Summary of this case from Flintkote Co. v. Dravo Corp.Opinion
58422.
SUBMITTED SEPTEMBER 5, 1979.
DECIDED OCTOBER 25, 1979.
Breach of warranty. Fulton State Court. Before Judge Moran.
Henry M. Henderson, for appellant.
Byron Attridge, Nolan C. Leake, R. Marcus Lodge, for appellee.
Appellant, the purchaser of a previously owned automobile which was manufactured by appellee, filed a two-count amended complaint seeking to recover damages allegedly sustained when the automobile's parking gear pin broke, causing the breakdown of the automatic transmission. Appellant brings this appeal from the grant of summary judgment in favor of appellee as to both counts of her complaint. We affirm.
1. Count 1 of appellant's complaint sets forth a claim for breach of implied warranty.
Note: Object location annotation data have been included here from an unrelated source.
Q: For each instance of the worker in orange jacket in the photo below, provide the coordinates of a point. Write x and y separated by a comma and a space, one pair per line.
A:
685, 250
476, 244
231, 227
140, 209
The trial court properly granted summary judgment as to this count.
By the express terms of the sales contract, warranty (implied and express) coverage was afforded for 12 months or 12,000 miles of use (whichever was earlier) from the date the car was delivered to the first retail purchaser. The evidence on summary judgment shows without contradiction that warranties had expired prior to the sale of the car to appellant. Thus, even if the warranties were transferable to appellant, recovery will not lie under an implied warranty theory. General Motors Corp. v. Halco Instruments, Inc., 124 Ga. App. 630 (3, 4) ( 185 S.E.2d 619).
2. Count 2 of appellant's amended complaint represents a claim for recovery under Code Ann. § 105-106. Essentially, appellant alleged that the vehicle was defective when sold by appellee and these defects had proximately caused damage to the automatic transmission. The injuries claimed are solely economic damages arising from the damage to the allegedly defective product itself and unaccompanied by other property damage or personal injury from the use of the product. See generally Long v. Jim Letts Oldsmobile, Inc., 135 Ga. App. 293, 295 ( 217 S.E.2d 602), as to economic damages. See Alfred N. Koplin Co. v. Chrysler Corp.,
49 Ill. App.3d 194 ( 364 N.E.2d 100), noting that "economic loss" has been defined as "`damages for inadequate value, costs of repair and replacement of the defective product or consequent loss of profits — without any claim of personal injury or damage to other property...' [Cit.]" 364 N.E.2d 100, p. 103.
Since the damages sought by appellant stemmed solely from economic losses, the court properly held that an action for recovery under a strict liability theory would not lie. Chrysler Corp. v. Taylor, 141 Ga. App. 671 (2) ( 234 S.E.2d 123). Compare Mike Bajalia, Inc. v. Amos Const. Co., 142 Ga. App. 225 (2) ( 235 S.E.2d 664), where "the plaintiff's strict liability action [was] not predicated solely upon his economic loss..." Id., p. 228.
Accordingly, since appellee has breached no statutory duty owed to appellant by reason of Code Ann. § 105-106, the court properly granted summary judgment as to appellant's claim under this theory.
Judgment affirmed. Deen, C. J., and Carley, J., concur.